The interior of La Maison des Petits (House for the Little Ones) in Paris, designed by Crasset.

Since opening her Paris studio in 1998, Matali Crasset has been on a design mission: to influence how we live and interact with each other. In conversation, Crasset speaks about her practice, philosophy and projects.

You’ve always designed for a sharing culture and for nomadic living and working. How were you so far ahead the times? I always looked for a new logic in doing things. Design is profound and more than function. It addresses primary needs and fulfills unconscious desires. I drew from universal scenarios and rituals of everyday life and shared experiences. I came from a small village and understood the importance of community. My family was humble. I started with a blank page.

Is there a project that was especially satisfying? The common stove, which was commissioned for this year’s Ljubljana design biennial. Inspired by a traditional domestic object, I worked with the local school of carpenters to create a community stove that provides warmth in the forest, can be used to cook things and bake bread. It’s now permanent. It’s a sort of robot or small protector for the community. It blurs domestic and community spaces.

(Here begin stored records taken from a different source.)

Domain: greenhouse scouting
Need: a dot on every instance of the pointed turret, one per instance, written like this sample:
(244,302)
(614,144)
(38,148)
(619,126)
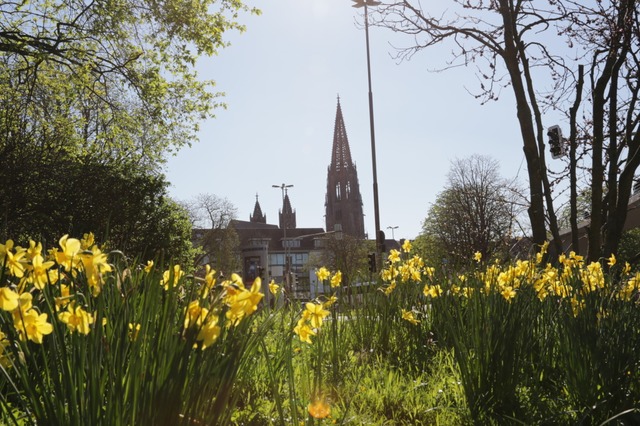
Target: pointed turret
(257,216)
(287,214)
(343,201)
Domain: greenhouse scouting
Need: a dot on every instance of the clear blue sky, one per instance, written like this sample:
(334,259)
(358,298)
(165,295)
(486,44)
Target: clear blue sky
(281,78)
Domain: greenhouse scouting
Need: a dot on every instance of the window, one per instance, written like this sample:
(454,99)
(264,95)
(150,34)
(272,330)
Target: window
(276,259)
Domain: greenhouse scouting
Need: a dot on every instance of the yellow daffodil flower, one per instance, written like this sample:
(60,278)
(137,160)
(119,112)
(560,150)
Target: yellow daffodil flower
(68,257)
(170,279)
(209,332)
(336,279)
(134,331)
(76,319)
(39,276)
(319,409)
(322,274)
(317,313)
(304,332)
(8,299)
(273,287)
(410,317)
(32,325)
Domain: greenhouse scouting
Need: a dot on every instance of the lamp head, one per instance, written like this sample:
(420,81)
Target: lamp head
(363,3)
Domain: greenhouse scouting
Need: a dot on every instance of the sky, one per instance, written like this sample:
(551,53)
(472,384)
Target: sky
(281,79)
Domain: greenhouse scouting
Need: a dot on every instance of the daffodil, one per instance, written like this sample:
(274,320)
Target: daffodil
(5,360)
(330,301)
(303,331)
(317,313)
(273,287)
(33,326)
(170,278)
(8,299)
(336,279)
(68,256)
(410,317)
(34,250)
(95,265)
(134,331)
(195,314)
(319,409)
(76,319)
(87,241)
(322,274)
(209,332)
(508,293)
(243,302)
(39,276)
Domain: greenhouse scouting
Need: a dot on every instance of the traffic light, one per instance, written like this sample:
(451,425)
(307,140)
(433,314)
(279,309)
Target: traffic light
(556,142)
(372,262)
(382,239)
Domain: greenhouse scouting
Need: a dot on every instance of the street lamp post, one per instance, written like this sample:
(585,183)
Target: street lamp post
(393,228)
(284,187)
(376,209)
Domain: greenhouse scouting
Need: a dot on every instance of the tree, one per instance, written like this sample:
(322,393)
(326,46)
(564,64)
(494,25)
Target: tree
(516,40)
(45,197)
(114,79)
(220,243)
(474,213)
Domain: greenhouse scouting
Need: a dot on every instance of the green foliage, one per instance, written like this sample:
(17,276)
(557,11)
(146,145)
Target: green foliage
(474,213)
(111,78)
(139,360)
(53,194)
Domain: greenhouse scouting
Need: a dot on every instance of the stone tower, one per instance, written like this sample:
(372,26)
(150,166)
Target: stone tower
(287,214)
(343,201)
(257,216)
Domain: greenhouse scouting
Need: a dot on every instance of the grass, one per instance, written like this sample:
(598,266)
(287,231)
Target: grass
(521,343)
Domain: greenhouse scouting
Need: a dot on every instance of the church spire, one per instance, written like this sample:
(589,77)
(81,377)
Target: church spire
(257,216)
(343,201)
(341,154)
(287,214)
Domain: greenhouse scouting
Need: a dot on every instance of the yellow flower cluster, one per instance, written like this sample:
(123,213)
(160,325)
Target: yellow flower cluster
(572,279)
(403,268)
(324,274)
(238,301)
(27,271)
(312,318)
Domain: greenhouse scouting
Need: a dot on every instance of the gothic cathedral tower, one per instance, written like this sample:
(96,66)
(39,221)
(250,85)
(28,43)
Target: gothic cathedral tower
(343,202)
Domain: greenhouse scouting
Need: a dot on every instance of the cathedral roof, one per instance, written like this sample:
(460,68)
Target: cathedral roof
(257,213)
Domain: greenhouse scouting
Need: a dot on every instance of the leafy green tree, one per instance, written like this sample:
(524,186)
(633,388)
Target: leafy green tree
(474,213)
(127,209)
(220,244)
(109,78)
(539,50)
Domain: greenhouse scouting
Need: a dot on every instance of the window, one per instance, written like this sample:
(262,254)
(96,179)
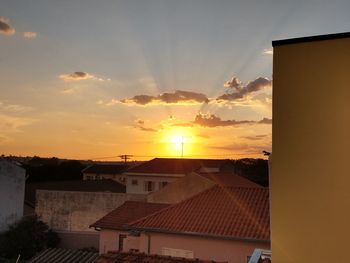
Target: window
(149,186)
(162,184)
(173,252)
(134,182)
(121,242)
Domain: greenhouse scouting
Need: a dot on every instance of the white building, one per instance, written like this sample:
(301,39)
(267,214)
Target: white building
(12,184)
(155,174)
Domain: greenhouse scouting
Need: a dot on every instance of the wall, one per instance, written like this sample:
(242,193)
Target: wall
(310,171)
(202,248)
(75,211)
(109,240)
(181,189)
(139,188)
(12,183)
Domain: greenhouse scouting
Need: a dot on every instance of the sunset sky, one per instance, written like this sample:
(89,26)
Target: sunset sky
(94,79)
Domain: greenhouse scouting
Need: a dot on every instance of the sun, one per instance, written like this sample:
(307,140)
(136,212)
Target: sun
(179,142)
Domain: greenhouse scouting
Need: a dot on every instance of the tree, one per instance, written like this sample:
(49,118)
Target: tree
(27,237)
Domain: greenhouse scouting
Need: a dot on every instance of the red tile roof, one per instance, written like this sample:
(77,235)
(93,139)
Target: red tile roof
(229,179)
(223,212)
(129,211)
(128,257)
(175,166)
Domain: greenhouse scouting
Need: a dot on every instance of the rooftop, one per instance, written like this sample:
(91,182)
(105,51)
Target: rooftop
(175,165)
(128,257)
(129,211)
(106,168)
(59,255)
(220,212)
(310,39)
(229,179)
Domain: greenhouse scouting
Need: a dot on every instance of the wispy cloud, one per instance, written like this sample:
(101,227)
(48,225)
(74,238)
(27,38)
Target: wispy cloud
(241,90)
(177,97)
(14,108)
(78,76)
(5,27)
(30,34)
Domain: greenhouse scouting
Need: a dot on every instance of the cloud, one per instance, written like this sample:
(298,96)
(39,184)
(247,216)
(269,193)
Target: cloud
(30,34)
(77,76)
(210,120)
(140,124)
(178,97)
(256,137)
(268,51)
(241,91)
(14,108)
(5,27)
(233,83)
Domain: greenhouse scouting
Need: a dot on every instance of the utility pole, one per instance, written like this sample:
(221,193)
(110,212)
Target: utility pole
(125,157)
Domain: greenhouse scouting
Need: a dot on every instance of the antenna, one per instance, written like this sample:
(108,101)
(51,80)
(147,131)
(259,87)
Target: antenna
(125,157)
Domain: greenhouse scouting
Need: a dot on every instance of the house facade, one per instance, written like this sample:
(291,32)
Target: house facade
(105,171)
(153,175)
(221,223)
(12,185)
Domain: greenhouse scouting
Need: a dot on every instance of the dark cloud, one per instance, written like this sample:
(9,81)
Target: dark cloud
(178,97)
(76,76)
(214,121)
(255,137)
(266,121)
(5,27)
(240,91)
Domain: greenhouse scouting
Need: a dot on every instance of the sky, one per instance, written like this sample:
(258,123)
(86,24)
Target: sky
(97,79)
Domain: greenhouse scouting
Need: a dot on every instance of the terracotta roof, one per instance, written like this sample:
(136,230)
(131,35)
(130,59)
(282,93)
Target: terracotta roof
(105,185)
(229,179)
(129,211)
(128,257)
(59,255)
(175,166)
(222,212)
(106,169)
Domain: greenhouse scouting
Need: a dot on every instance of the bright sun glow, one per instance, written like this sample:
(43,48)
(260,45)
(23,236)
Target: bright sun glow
(179,142)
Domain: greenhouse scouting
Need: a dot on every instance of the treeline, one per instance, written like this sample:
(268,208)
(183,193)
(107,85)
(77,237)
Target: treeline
(53,169)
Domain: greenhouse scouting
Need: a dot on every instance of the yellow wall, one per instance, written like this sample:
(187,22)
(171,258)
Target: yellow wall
(311,152)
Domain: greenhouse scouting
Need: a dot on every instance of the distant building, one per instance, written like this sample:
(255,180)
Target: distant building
(222,224)
(111,227)
(69,207)
(105,171)
(194,183)
(157,173)
(12,184)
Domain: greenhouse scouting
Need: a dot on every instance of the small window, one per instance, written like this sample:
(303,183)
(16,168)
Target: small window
(162,184)
(149,186)
(134,182)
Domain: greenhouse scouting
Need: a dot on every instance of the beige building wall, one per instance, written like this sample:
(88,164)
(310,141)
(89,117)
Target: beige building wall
(311,150)
(76,211)
(231,251)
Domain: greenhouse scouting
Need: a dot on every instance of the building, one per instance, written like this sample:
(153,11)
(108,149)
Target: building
(155,174)
(310,170)
(111,227)
(69,207)
(194,183)
(105,171)
(222,224)
(12,185)
(128,257)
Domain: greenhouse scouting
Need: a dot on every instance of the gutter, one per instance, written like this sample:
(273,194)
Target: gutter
(158,230)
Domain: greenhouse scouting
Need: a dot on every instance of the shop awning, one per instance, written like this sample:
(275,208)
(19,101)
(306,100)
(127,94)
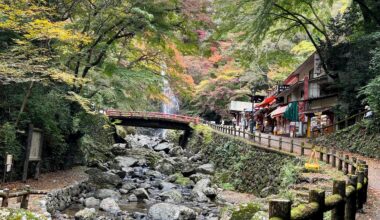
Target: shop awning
(266,101)
(279,111)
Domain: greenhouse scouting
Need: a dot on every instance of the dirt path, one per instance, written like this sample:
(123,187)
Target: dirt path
(48,182)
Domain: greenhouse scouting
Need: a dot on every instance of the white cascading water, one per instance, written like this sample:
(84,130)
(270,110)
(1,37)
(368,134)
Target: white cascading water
(171,105)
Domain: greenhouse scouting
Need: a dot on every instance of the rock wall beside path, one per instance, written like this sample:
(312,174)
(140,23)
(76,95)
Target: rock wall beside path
(247,167)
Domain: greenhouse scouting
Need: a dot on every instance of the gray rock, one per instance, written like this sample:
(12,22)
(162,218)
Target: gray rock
(107,193)
(103,179)
(167,211)
(125,162)
(109,205)
(91,202)
(85,214)
(165,167)
(260,215)
(119,149)
(132,198)
(165,186)
(172,196)
(165,146)
(200,187)
(176,151)
(198,176)
(141,194)
(153,173)
(206,169)
(129,186)
(210,192)
(199,196)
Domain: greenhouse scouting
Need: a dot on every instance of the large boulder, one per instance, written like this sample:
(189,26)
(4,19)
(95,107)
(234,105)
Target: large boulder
(202,191)
(206,169)
(141,194)
(107,193)
(91,202)
(165,166)
(167,211)
(85,214)
(123,162)
(119,149)
(164,146)
(172,196)
(109,205)
(103,179)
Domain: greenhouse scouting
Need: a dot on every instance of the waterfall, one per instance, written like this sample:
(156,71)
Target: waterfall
(171,105)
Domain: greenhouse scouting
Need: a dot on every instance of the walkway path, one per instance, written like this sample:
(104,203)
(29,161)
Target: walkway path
(371,209)
(48,182)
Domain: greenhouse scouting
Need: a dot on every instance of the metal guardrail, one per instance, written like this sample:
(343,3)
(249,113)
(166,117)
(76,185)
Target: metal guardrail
(347,198)
(24,194)
(153,115)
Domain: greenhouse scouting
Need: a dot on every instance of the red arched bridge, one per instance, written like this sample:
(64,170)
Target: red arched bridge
(155,120)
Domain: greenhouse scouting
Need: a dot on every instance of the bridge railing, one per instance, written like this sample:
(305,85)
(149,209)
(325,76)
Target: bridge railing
(346,199)
(153,115)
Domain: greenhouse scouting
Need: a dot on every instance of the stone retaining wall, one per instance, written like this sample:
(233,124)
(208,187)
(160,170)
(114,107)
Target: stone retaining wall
(247,167)
(60,199)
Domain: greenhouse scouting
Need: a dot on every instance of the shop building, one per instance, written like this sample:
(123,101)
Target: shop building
(308,91)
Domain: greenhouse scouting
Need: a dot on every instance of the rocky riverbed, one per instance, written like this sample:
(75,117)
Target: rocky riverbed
(147,178)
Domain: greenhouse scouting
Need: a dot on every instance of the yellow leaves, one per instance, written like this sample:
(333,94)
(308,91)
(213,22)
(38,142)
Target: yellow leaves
(30,20)
(61,76)
(303,47)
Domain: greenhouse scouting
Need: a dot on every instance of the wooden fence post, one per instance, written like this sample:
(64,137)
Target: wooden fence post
(280,208)
(360,190)
(321,154)
(25,198)
(318,196)
(328,156)
(340,189)
(259,138)
(334,158)
(365,185)
(291,146)
(350,211)
(346,164)
(353,166)
(5,198)
(340,162)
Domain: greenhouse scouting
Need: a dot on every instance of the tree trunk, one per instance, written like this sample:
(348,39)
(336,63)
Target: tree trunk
(24,102)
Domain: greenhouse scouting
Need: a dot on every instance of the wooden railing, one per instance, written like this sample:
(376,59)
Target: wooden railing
(346,199)
(153,115)
(338,125)
(24,194)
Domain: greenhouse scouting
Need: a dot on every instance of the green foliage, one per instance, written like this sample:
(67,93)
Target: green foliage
(289,174)
(245,211)
(8,141)
(181,180)
(242,166)
(362,138)
(371,92)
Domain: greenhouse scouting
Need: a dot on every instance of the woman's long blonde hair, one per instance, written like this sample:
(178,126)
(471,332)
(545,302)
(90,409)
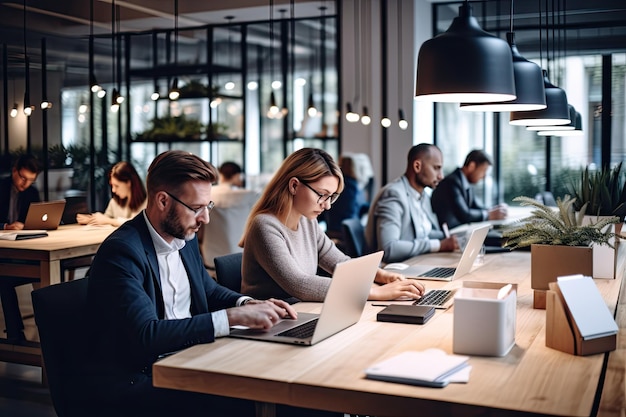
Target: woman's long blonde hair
(306,164)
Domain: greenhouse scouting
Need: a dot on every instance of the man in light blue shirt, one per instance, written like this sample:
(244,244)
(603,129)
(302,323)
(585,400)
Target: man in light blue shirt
(401,221)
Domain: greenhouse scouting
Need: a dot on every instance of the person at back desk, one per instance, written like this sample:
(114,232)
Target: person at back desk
(16,194)
(129,197)
(401,221)
(149,295)
(232,206)
(453,200)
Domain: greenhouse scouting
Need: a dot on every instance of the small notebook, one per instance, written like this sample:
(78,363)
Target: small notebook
(403,313)
(429,368)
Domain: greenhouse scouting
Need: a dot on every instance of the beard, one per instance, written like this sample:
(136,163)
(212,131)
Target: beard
(172,225)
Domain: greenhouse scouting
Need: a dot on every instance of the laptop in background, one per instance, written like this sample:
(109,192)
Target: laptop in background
(447,273)
(343,306)
(45,216)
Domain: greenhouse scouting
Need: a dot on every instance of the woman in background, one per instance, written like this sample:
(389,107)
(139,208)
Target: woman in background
(128,197)
(284,245)
(352,204)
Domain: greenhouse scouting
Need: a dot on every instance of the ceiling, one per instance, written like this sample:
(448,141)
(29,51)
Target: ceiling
(66,26)
(598,26)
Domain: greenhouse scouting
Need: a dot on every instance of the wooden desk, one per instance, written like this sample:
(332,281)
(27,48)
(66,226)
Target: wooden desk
(40,259)
(531,380)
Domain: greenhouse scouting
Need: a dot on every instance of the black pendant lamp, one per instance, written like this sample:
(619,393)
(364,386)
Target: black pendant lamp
(465,64)
(569,126)
(575,120)
(577,131)
(556,112)
(531,94)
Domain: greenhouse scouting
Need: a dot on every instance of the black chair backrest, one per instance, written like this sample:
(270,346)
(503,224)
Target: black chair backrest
(60,315)
(354,237)
(228,270)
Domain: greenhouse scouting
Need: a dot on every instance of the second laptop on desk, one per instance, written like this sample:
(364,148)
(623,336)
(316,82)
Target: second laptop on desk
(447,273)
(343,306)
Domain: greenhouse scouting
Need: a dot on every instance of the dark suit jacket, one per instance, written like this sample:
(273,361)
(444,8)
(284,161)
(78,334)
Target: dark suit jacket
(29,195)
(452,204)
(126,305)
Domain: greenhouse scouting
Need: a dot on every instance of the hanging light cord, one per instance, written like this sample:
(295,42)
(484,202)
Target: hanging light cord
(511,16)
(113,42)
(399,51)
(176,32)
(357,55)
(271,40)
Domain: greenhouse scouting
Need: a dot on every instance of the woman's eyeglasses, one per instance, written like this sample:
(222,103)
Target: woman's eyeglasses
(331,198)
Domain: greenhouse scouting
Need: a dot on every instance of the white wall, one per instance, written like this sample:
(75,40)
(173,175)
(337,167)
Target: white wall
(416,29)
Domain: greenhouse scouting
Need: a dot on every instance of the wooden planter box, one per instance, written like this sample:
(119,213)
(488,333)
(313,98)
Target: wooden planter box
(547,262)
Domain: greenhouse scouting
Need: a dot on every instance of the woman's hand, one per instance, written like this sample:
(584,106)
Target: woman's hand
(384,276)
(405,289)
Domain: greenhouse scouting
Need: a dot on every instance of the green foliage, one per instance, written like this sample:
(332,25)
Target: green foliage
(58,156)
(557,227)
(604,191)
(173,128)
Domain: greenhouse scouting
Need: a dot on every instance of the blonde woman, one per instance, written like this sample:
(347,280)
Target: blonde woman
(284,245)
(128,197)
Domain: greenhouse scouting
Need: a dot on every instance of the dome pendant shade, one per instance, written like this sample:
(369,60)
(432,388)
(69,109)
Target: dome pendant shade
(465,64)
(557,112)
(529,87)
(577,131)
(575,123)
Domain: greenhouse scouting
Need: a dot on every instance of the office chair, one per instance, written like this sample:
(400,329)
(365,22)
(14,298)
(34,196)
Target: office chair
(228,270)
(60,315)
(354,237)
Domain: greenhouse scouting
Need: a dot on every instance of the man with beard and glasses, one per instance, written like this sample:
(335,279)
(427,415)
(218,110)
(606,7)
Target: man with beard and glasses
(400,220)
(149,295)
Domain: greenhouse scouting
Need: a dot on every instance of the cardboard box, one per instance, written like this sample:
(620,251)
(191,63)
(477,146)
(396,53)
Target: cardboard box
(563,332)
(484,318)
(547,262)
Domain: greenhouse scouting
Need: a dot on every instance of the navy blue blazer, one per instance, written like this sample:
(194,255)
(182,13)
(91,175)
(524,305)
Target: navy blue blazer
(126,305)
(29,195)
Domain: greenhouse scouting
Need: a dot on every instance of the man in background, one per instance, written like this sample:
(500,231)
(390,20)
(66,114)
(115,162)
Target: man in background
(16,194)
(454,202)
(401,221)
(232,206)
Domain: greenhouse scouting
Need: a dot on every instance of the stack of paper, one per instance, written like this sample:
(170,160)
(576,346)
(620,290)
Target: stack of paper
(430,368)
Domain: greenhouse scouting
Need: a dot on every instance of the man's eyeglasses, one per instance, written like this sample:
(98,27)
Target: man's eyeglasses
(26,179)
(331,198)
(196,211)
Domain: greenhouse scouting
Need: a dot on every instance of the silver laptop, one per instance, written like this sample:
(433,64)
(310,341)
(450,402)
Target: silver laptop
(343,306)
(447,273)
(45,216)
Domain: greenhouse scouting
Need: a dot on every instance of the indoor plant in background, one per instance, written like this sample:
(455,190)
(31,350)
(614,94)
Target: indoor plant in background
(560,243)
(601,193)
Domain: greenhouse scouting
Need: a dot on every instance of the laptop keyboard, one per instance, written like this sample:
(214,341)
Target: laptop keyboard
(435,298)
(303,331)
(439,272)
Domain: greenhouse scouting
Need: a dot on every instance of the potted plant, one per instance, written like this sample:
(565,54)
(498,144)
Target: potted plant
(560,243)
(602,191)
(172,128)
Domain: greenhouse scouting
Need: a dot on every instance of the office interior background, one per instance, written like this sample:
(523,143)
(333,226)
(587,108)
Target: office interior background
(230,63)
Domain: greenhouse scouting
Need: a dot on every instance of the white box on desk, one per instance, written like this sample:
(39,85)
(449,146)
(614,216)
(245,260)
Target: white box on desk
(484,318)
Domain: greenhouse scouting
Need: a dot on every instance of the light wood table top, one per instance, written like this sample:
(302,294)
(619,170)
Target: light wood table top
(41,258)
(531,379)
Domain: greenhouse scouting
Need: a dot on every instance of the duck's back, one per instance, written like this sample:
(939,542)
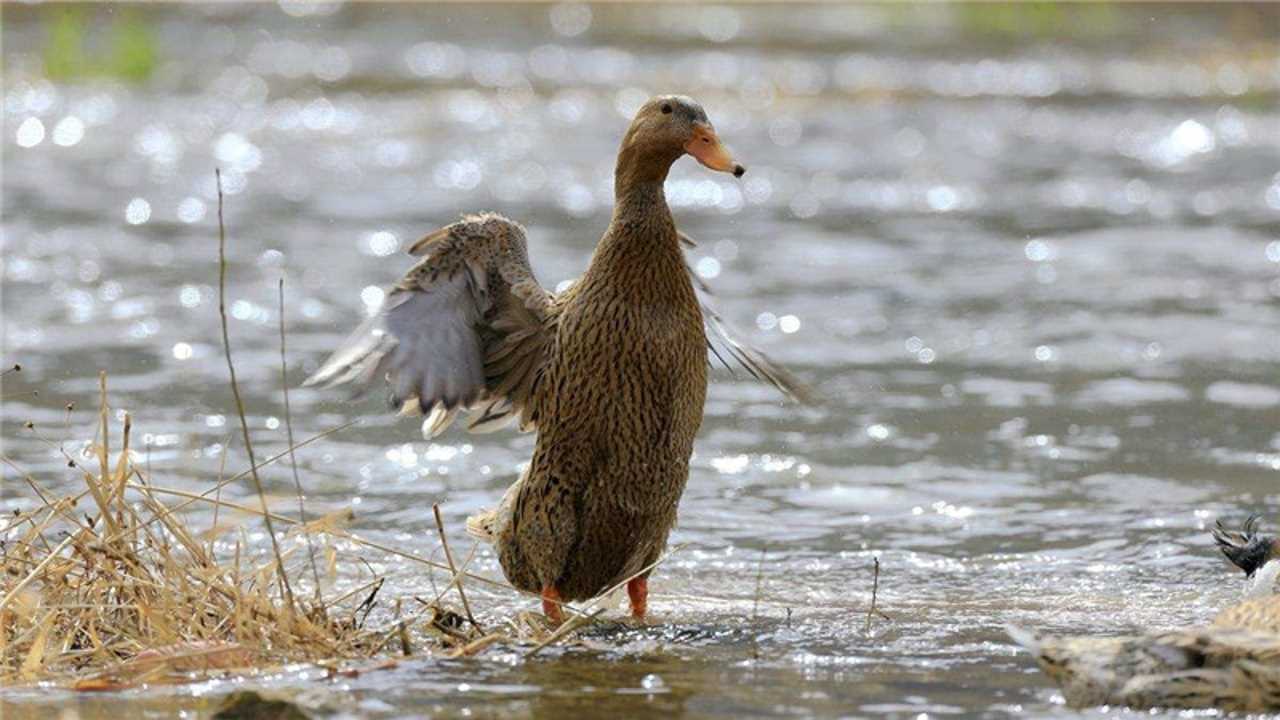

Does your work have an ideological agenda? To understand how we can better live, interact and work together. It’s even more necessary now. I start with a strong design intention and take time to understand the culture and context for each project.

Is there something “French” about your work? I hadn’t really thought much about that, but people tell me the combination of art or design and social impact is particularly French. This intersection or joining of life and culture makes sense. Culture is how we evolve. I like this idea more and more.

Crasset designed an ecolodge in Nefta, Tunisia.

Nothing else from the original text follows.